Era il momento in cui la moda era tutta americana: si diceva che certi romanzieri scrivessero sotto pseudonimi americani [come nel caso di Vernon Sullivan, nickname poliziesco di Boris Vian]. Deadlier Than the Male è un libro ammirabile: la potenza del falso al grado più alto, una vecchia signora che cerca un assassino attraverso l’odore, un tentativo di omicidio tra le dune, grande parodia, bisogna leggerlo o rileggerlo. Chi è James Gunn, il cui nome compare in un solo romanzo nella Série Noire? Nel momento in cui la collana festeggia il suo numero 1000, e riedita tanti libri, nel mentre rendiamo omaggio a Marcel Duhamel ci permettiamo di chiedere la riedizione del numero 50.

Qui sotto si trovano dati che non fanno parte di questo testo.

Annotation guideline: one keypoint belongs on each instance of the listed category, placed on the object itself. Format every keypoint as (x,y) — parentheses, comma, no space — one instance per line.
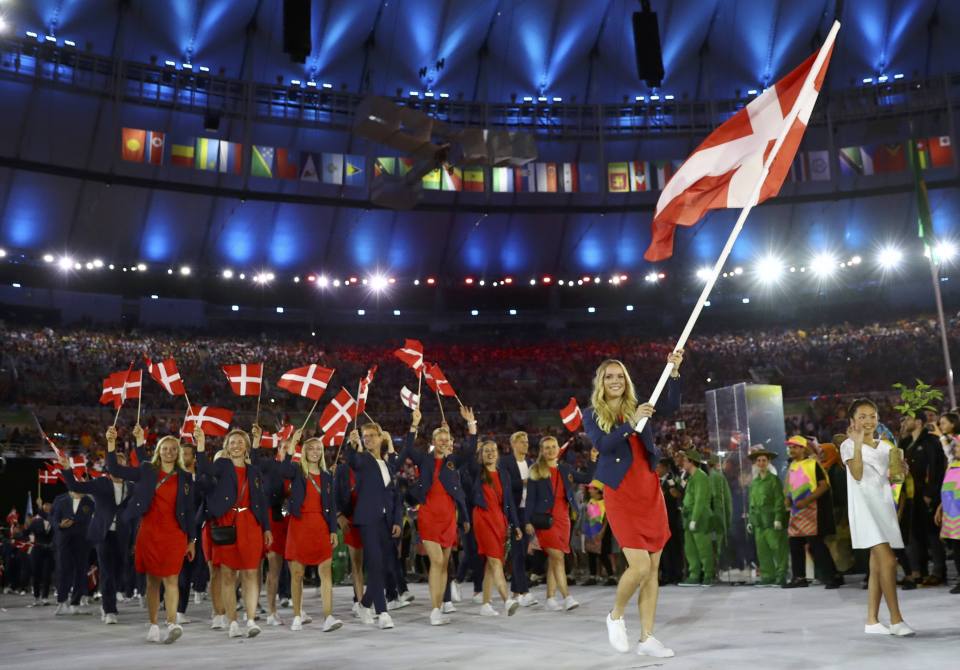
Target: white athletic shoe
(653,647)
(876,629)
(174,633)
(902,630)
(617,634)
(437,618)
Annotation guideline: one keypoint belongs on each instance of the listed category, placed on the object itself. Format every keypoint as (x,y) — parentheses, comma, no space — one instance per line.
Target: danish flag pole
(787,125)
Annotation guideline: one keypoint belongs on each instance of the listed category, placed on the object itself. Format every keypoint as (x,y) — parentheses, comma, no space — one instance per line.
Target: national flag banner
(166,374)
(409,399)
(133,142)
(353,170)
(411,353)
(618,178)
(473,179)
(723,172)
(261,161)
(451,178)
(571,416)
(245,379)
(309,170)
(287,166)
(310,381)
(212,420)
(231,157)
(333,169)
(155,142)
(502,178)
(182,155)
(205,157)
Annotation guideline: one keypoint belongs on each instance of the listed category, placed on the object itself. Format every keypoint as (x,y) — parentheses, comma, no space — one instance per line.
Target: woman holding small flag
(626,468)
(163,501)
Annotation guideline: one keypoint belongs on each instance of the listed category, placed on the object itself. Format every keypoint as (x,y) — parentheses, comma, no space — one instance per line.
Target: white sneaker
(902,629)
(617,634)
(487,610)
(174,633)
(527,600)
(552,605)
(653,647)
(437,618)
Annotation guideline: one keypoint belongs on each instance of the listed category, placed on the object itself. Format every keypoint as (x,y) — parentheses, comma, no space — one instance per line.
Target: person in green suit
(767,520)
(698,524)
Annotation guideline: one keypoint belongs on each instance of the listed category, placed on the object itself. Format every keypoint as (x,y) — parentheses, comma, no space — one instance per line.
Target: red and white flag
(409,399)
(212,420)
(245,378)
(571,416)
(365,389)
(437,381)
(309,381)
(166,374)
(411,353)
(723,171)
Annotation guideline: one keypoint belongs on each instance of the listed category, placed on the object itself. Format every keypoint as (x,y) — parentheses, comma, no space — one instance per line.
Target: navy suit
(110,544)
(72,546)
(614,447)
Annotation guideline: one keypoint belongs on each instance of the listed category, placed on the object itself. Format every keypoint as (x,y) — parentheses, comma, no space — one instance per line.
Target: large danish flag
(723,171)
(309,381)
(167,375)
(245,378)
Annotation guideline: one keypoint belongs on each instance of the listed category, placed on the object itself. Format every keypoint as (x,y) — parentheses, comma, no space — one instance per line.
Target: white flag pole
(742,219)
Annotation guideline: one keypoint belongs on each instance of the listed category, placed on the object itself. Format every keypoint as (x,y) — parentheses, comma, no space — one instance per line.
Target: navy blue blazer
(221,488)
(614,447)
(298,491)
(106,509)
(540,495)
(146,478)
(63,509)
(375,502)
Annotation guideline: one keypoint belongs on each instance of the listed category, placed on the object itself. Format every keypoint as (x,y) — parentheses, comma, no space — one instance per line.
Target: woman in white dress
(870,464)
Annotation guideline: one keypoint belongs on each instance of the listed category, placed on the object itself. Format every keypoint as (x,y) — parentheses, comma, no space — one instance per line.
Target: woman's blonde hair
(540,469)
(606,416)
(155,461)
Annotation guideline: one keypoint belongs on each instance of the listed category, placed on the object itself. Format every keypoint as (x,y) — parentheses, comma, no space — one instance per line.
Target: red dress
(308,538)
(437,517)
(558,535)
(490,525)
(247,551)
(161,543)
(636,510)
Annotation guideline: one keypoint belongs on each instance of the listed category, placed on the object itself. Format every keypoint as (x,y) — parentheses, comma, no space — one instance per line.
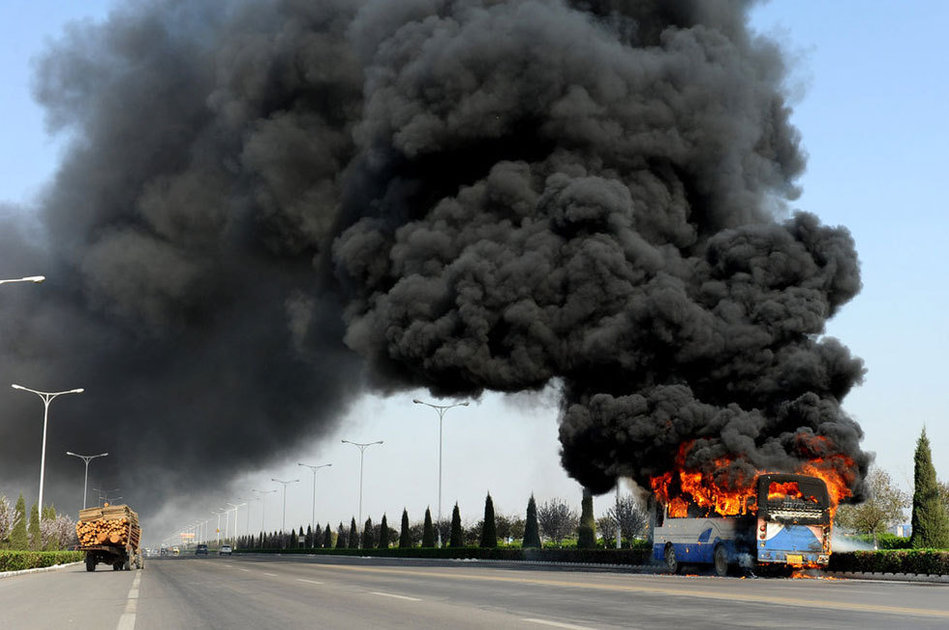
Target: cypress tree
(367,535)
(353,535)
(489,530)
(405,539)
(531,528)
(428,531)
(327,537)
(457,537)
(384,533)
(19,539)
(930,522)
(36,542)
(586,532)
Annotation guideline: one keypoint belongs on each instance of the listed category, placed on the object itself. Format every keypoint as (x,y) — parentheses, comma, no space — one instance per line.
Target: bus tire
(672,563)
(721,561)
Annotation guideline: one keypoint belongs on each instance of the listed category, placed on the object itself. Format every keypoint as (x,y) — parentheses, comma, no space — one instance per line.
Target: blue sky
(871,92)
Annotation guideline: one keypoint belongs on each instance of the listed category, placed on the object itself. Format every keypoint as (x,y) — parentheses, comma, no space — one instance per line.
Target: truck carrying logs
(110,535)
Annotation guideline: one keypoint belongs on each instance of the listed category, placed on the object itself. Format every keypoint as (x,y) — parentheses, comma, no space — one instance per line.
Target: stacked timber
(111,525)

* Titolo originale: “Philosophie de la Série Noire”, pubblicato in Arts et Loisirs n. 18, 1966, pp. 12-13; ora in L’île déserte et autres textes. Textes et entretiens 1953-1974, édition préparée par David Lapoujade, Paris, Éd. Du Minuit, 2002, pp. 114-119; traduzione e cura di Girolamo De Michele (con la collaborazione di Michel Laconique); tutte le note tra parentesi quadre sono dei curatori (g.d.m.).